Paper
Remembering and forgetting under the Western gaze. A Brazilian Historian looks at East Africa
presenters
Fabio Luis Barbosa dos Santos
Nationality: Brazil
Residence: South Africa
Universidade Federal de São Paulo (Unifesp)
Presence:Face to Face/ On Site
Keywords:
East Africa; memory; colonialism; tourism
Abstract:
Taking as its starting point how recent social conflicts are remembered (or not) through memorials and museums in Uganda, Kenya, and Tanzania, this essay discusses colonial continuities that shape how these countries see themselves and present themselves to foreign eyes.

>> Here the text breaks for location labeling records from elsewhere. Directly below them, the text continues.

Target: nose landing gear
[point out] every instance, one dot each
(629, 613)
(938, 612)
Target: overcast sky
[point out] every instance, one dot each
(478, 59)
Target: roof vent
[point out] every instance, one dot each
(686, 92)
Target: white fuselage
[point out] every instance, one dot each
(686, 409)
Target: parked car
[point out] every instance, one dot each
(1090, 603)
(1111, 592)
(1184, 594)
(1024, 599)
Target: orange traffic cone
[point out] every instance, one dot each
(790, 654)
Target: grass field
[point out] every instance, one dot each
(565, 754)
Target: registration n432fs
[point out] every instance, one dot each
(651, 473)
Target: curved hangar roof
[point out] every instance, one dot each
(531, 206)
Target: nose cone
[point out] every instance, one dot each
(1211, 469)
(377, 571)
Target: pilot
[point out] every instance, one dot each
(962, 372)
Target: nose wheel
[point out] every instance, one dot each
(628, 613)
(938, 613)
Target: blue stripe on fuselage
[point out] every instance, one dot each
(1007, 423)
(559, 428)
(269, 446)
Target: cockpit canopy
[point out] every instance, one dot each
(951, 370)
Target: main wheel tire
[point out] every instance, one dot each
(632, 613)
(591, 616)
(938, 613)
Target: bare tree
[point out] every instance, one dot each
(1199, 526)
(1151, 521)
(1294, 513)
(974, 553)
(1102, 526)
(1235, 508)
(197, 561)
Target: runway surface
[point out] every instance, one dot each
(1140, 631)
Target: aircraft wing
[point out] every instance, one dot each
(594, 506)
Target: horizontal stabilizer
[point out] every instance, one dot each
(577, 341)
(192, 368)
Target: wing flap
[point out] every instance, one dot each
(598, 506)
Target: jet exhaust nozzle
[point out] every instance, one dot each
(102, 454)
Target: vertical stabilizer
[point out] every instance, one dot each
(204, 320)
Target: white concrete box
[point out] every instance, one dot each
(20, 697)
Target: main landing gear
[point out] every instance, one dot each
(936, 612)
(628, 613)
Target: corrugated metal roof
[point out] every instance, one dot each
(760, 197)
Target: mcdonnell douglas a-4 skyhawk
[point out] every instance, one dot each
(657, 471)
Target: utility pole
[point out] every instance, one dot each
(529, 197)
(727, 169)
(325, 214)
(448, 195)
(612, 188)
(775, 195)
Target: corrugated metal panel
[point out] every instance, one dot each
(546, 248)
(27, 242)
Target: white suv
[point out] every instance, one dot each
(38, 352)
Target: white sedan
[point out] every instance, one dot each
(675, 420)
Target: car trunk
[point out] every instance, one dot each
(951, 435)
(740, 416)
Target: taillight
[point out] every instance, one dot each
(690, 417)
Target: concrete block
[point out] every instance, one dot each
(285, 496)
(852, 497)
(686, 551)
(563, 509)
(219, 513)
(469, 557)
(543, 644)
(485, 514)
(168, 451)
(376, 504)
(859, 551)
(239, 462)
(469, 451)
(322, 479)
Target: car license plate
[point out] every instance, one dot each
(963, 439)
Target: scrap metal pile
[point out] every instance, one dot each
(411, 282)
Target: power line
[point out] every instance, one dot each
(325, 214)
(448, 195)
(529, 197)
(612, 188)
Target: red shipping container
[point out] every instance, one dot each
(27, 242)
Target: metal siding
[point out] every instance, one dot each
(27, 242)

Drawing on the work of Michel Rolph-Trouillot, Edward Said, and Aime Césaire, among others, I argue that the way these countries present themselves to the Western gaze is largely driven by the needs and expectations of a tourism industry that reinforces imperial nostalgia and stereotypes of Africa as a land of nature and adventure, with folklore playing a side role. Traveling in East Africa is about animals and landscapes, not the history and aspirations of its inhabitants. Although this plays to Western prejudices and fantasies, there is an African complicity. The Western gaze's pervasiveness at the intersection of memory and tourism reveals the limitations of decolonization in East Africa as a whole.